Un protocole est présenté afin de préparer le polyvinyliques alcool-co-itaconique acides hydrogels avec raideur variable, qui ont été greffés avec et sans les oligopeptides, pour étudier l’effet de la rigidité des biomatériaux sur la différenciation et la prolifération des cellules souches. La rigidité des hydrogels était contrôlée par le temps de réticulation.
L’effet d’indices physiques, comme la rigidité des biomatériaux sur la prolifération et la différenciation des cellules souches, a été étudié par plusieurs chercheurs. Toutefois, la plupart de ces chercheurs ont utilisé des hydrogels de polyacrylamide pour culture de cellules souches dans leurs études. Par conséquent, leurs résultats sont controversés car ces résultats pourraient provenir de la spécificité de la polyacrylamide et non à partir de la file d’attente physique (rigidité) des biomatériaux. Nous décrivons ici un protocole pour la préparation des hydrogels, qui ne reposent pas sur polyacrylamide, où les différentes souches, les cellules dont les cellules souches embryonnaires humaines (ES) et humaines pluripotentes induites des cellules souches (iPS), peuvent être cultivées. Hydrogels avec raideur variable ont été préparés à partir bioinert, polyvinyl alcool-co-itaconique acide (P-IA), avec raideur, contrôlé par le degré de réticulation en changeant de temps de réticulation. Les hydrogels de P-IA greffées avec et sans les oligopeptides provenant de la matrice extracellulaire a été étudiées comme une future plate-forme de la culture de cellules souches et différenciation. La culture et le passage de cellules de tige fluides amniotique, adipeux dérivées de cellules souches, les cellules ES humaines et cellules iPS humaines est décrit en détail ici. Les hydrogels oligopeptide P-IA ont montré des performances supérieures, qui ont été induits par leurs propriétés de rigidité. Ce protocole indique la synthèse de ce biomatériau, manipulation de leur surface, ainsi que de contrôler les propriétés de rigidité et enfin, leur impact sur les cellules souches sort en utilisant des conditions de culture libre xeno. Se fondant sur des études récentes, ces substrats mis à jour le peuvent agir comme des futures plateformes pour soutenir et diriger le destin de diverses cellules souches ligne à liaisons différentes ; et encore, de se régénérer et de restaurer les fonctions de l’organe perdu ou un tissu.

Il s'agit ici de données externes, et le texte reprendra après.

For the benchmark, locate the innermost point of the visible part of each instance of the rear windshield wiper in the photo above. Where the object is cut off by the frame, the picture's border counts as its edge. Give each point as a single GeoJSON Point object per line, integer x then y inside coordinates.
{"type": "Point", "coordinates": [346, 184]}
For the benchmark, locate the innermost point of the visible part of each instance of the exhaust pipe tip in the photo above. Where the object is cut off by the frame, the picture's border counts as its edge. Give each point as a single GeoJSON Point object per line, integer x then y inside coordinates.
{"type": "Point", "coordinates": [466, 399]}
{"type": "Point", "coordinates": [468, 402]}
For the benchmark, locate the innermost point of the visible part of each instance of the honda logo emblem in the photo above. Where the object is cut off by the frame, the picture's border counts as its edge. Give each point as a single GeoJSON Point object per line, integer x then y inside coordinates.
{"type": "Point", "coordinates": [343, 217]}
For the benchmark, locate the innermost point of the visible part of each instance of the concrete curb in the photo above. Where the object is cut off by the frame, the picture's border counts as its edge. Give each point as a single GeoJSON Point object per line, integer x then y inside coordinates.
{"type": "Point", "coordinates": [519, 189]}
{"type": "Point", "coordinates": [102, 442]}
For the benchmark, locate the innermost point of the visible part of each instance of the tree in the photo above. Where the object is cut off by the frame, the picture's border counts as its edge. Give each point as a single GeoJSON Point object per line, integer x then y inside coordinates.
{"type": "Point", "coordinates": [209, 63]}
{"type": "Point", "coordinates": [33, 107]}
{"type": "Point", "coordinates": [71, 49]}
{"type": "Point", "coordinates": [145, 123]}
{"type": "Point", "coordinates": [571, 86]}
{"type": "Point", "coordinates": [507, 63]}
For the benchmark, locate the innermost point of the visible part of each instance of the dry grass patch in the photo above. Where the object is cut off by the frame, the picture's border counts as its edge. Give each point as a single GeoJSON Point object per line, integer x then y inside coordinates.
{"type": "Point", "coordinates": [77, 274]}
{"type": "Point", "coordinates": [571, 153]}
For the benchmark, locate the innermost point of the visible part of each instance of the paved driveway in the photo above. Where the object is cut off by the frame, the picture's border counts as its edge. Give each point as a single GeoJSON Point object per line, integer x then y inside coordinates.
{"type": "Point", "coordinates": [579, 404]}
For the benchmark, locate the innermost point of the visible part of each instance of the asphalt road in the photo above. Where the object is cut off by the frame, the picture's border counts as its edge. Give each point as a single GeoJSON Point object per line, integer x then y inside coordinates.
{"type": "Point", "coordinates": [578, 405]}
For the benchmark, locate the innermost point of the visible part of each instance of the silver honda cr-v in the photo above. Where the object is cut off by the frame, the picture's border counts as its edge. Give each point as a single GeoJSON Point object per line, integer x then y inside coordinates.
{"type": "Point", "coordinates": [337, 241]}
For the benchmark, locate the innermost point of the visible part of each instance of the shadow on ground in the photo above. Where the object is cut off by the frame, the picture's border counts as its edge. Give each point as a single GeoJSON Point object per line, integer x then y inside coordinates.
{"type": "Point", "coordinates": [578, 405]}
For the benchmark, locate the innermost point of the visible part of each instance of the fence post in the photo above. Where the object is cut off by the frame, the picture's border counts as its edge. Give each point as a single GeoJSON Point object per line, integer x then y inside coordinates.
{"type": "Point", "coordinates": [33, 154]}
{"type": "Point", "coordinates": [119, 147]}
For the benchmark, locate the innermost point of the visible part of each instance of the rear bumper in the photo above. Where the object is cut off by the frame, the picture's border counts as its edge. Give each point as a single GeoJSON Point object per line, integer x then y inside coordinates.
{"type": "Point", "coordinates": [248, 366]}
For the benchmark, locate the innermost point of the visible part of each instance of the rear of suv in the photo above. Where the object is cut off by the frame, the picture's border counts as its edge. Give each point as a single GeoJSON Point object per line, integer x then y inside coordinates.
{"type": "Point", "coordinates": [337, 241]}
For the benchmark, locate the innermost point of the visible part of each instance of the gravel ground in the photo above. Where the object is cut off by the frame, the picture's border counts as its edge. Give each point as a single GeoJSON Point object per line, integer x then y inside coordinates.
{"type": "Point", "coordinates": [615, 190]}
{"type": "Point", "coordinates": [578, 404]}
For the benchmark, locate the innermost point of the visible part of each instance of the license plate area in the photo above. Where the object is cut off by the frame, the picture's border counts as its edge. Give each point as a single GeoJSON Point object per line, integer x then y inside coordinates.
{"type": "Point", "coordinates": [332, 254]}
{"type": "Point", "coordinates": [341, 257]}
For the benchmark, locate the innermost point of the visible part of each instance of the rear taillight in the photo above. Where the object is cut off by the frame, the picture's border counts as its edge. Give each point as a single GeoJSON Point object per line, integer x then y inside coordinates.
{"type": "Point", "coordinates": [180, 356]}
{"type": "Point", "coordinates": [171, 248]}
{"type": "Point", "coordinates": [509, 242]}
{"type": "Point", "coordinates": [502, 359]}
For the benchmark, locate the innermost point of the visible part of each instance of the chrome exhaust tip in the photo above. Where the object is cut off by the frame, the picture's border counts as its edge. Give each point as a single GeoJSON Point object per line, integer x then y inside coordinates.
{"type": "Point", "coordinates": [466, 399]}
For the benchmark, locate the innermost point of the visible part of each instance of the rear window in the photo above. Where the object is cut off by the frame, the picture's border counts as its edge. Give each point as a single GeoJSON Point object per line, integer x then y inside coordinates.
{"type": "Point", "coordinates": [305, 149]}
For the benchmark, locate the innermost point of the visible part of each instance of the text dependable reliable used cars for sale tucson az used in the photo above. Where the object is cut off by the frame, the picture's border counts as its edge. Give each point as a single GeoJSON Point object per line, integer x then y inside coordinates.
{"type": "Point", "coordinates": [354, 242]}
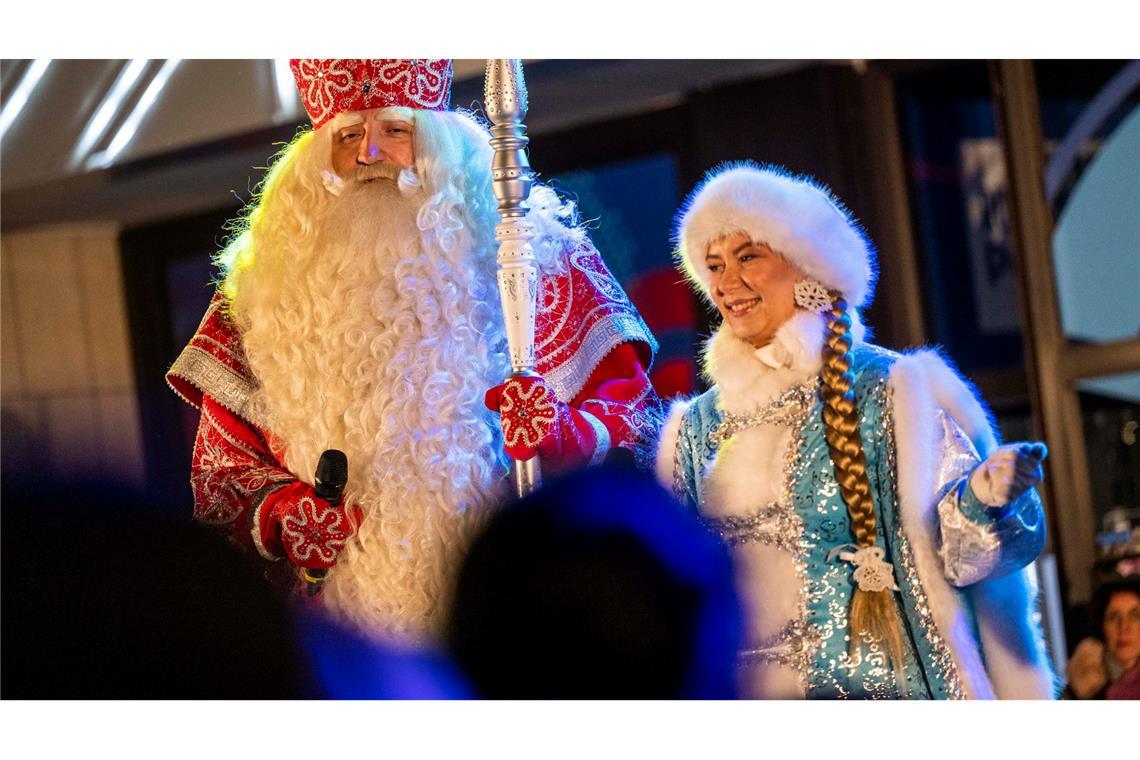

Le sort de la différenciation des cellules souches dans une lignée spécifique des cellules et la prolifération à long terme des cellules souches, cellules surtout humaines pluripotentes induites (iPS) et les cellules souches embryonnaires humaines (ES), est connu pour être régulée par des inhibiteurs, facteurs de croissance, et / ou de petites molécules bioactives dans les milieux de culture. Récemment, les repères physiques des biomatériaux, particulièrement la rigidité des biomatériaux de culture cellulaire, ont été reconnues comme un facteur important, guider le destin des cellules souches la prolifération et la différenciation1,2, 3,4,5,6. Par conséquent, plusieurs chercheurs ont commencé à enquêter sur le sort des cellules souches, qui sont cultivées sur des hydrogels, sur la différenciation, principalement à l’aide de polyacrylamide hydrogels avec raideur variable.
La rigidité des biomatériaux peut contrôler des adhérences focales, la morphologie cellulaire, phénotype cellulaire et l’adhérence de cellules souches, en particulier dans la culture à deux dimensions (2d)1,2,3,5. Mécano-détection des biomatériaux par les cellules souches est généralement contrôlée par adhérence focale signalisation via intégrines. NMMIIA, myosine non musculaire contractilité IIA-dépendante du cytosquelette d’actine joue un rôle essentiel dans le processus de mechanosensing des cellules souches en 2-D cell culture systèmes3,4,5, 7,8,9,10,11.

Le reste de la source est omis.